No, my meat isn't grass fed, free range, sustainably grown. I get the quality I can afford, which usually means commercially raised. While I'm moving towards higher and higher quality all the time, and my heart goes out the horrible conditions critters are raised in, I'm not at a place where I can spend $30 on a chicken or a beef/pork roast, or $6 for a dozen eggs... If someone wants to gift me with a side-o-free range critter, I'll make room in the freezer. Throw in nitrate free bacon and I'll give you my first born. (Ok, he's getting up there in years, and kinda cranky... and furry... but he'll warm up to you eventually. ;)
Fruits & Veggies - love 'em, and find new ones to love all the time. Sometimes I'll shop from the organic section at the store, but most times I get the regular produce that's most likely covered in pesticides, but I do know that most of my produce hasn't traveled more than a few hundred miles, rather than thousands.
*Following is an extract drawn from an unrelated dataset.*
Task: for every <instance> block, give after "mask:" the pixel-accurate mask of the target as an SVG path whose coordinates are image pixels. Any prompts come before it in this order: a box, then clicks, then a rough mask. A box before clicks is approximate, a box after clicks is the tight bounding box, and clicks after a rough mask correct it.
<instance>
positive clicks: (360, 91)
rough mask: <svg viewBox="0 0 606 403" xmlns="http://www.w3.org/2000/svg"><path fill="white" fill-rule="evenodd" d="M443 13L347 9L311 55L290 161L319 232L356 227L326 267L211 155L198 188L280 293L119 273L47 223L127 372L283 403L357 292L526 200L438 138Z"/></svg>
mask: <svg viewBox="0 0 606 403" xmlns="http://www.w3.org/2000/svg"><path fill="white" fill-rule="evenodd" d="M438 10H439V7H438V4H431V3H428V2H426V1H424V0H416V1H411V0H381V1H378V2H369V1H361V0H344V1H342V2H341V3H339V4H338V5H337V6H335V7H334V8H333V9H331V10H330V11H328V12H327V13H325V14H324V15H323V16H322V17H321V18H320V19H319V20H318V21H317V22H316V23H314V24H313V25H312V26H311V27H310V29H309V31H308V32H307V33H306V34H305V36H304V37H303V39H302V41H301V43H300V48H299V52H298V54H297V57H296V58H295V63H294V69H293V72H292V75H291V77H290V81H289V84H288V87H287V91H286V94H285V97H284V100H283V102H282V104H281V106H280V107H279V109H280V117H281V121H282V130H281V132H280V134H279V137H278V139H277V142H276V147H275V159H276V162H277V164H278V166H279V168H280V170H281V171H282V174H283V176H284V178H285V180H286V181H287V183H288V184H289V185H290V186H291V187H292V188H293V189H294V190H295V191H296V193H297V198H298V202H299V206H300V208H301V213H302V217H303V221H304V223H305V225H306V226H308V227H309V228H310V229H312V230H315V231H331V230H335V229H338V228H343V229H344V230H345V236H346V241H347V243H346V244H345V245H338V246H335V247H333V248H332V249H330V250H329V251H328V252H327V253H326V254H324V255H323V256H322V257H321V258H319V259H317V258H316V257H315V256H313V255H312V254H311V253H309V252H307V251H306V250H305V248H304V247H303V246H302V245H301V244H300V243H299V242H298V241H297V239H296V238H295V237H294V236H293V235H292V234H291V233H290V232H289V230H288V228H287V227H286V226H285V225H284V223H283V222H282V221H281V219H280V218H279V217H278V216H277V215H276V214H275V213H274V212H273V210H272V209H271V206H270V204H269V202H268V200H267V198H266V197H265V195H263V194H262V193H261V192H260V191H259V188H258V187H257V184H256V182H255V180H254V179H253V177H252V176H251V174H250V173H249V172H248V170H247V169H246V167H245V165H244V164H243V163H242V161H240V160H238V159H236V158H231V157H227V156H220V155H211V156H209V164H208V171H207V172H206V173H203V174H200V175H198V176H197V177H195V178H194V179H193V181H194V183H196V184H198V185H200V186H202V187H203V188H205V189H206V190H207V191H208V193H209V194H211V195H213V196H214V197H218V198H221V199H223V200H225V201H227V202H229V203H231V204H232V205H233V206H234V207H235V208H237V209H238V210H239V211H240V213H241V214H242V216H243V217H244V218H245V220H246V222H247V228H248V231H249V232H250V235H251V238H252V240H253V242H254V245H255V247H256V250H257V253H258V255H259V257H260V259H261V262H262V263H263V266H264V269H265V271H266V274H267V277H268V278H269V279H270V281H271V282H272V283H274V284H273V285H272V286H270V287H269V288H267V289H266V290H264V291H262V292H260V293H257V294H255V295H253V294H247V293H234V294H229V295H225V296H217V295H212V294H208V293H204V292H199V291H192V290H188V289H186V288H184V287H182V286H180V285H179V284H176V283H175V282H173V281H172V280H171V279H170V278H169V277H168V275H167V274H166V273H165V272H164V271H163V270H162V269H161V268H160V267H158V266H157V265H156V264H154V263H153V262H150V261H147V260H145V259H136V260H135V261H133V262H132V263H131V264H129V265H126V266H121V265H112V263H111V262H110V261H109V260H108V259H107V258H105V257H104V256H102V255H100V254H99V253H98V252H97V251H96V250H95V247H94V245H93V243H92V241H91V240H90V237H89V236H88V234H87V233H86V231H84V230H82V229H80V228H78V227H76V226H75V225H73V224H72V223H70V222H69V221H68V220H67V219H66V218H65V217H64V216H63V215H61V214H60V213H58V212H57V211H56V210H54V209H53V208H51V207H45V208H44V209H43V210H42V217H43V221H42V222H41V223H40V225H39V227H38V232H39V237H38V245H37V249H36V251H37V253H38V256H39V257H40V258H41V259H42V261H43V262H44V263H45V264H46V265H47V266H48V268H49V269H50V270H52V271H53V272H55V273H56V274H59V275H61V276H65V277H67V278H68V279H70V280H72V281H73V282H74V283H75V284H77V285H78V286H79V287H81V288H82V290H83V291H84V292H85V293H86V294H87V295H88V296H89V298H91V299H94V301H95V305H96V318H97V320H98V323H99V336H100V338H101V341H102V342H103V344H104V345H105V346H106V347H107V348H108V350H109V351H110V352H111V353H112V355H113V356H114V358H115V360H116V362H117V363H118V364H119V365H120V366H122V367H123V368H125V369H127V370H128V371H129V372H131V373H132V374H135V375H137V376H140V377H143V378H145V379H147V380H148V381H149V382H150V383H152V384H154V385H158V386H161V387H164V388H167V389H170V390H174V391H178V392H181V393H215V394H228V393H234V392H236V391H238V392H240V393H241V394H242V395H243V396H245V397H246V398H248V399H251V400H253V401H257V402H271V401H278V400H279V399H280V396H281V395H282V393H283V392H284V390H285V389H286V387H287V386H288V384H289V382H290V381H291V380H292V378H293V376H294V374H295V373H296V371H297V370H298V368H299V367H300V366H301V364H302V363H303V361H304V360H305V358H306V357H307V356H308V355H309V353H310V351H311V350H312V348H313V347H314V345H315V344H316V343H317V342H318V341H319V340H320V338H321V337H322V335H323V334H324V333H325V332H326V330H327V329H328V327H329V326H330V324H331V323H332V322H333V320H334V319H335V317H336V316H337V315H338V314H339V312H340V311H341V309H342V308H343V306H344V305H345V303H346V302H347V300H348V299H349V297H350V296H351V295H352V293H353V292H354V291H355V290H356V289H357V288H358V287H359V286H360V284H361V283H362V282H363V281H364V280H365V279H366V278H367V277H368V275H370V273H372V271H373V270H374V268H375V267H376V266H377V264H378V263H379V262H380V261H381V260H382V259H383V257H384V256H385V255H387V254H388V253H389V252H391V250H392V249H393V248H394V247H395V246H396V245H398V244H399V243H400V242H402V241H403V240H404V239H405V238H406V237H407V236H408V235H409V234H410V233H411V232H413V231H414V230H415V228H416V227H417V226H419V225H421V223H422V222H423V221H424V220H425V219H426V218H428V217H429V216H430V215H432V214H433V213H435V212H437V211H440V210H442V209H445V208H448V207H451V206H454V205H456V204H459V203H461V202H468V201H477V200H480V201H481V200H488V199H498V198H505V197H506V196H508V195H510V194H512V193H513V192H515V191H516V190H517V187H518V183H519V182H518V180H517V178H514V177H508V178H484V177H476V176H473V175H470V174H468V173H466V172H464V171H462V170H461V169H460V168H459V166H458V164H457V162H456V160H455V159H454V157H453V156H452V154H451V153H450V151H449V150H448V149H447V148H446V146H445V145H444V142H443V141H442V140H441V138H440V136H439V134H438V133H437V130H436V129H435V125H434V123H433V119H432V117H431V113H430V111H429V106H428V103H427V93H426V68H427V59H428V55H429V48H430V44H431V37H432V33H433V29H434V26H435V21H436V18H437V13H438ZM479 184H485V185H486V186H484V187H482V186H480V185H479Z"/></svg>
I'm not low carb by any stretch, but it's low enough to keep my insulin levels stable.
Speaking of carbs, yeah, I eat bread and some other grains, but they're the exception rather than the rule. I make my own bread and baked goods that are full fat, full sugar, and full flavor. The only time I have any regret for for eating them is when I've had more than my body can handle and I pay for it... luckily that's a rarity, and it certainly doesn't make me primal by any stretch.
Fat - LOVE IT! I'm certainly not one who bought into the low fat lie for long. Like trying to go Veg, I dipped my toe in the low fat lake for a bit, only to have seriously messed up energy levels and have my blood sugar go completely hay wire. Give me peanut butter, nuts, seeds, coconut oil, olive oil and good old fashioned butter any day of the week.
Speaking of butter, I eat dairy - love me some good quality cheese, the occasional cream in my coffee, and yogurt when I have a hankering for it... So if the consumption of grains didn't kick me out of the Paleo club, this certainly clinches the deal.
There's times when I feel like I'm the worst advocate for weight loss because I couldn't tell you the calorie count of any given food, but I can give you the general breakdown of fats, carbs, and protein.
There's times when I feel like the best advocate for a healthy _lifestyle_ because after a point, the calories and ratios stop being important, and eating to fuel and enjoy a healthy, vibrant life become top priority. Does it make you feel like poo? Stop eating it, or as much of it. Does it make you feel good? Eat enough to keep feeling good, but not too much, or you'll feel like poo.
See... it's all about avoiding the poo. LOL!
I know in reading this, it does sound very apologetic, and it is, but it's meant more as an apology to myself, the part of myself that wants to do everything perfect, to achieve a level of better-than-you-ness... or even just a higher state over better-than-I-am-right-now-ness... It's a means to an end of facing the reality that I'm far but perfect, but doing the best I can. And it's also acknowledging that I'm doing pretty darn good - I've taken the time to figure out what works for me, based on a sustainable foundation that can work for anyone: Eat real food.
The rest are just details.
What about you... what are your basics? Do you prefer to label your style of eating or forge your own path?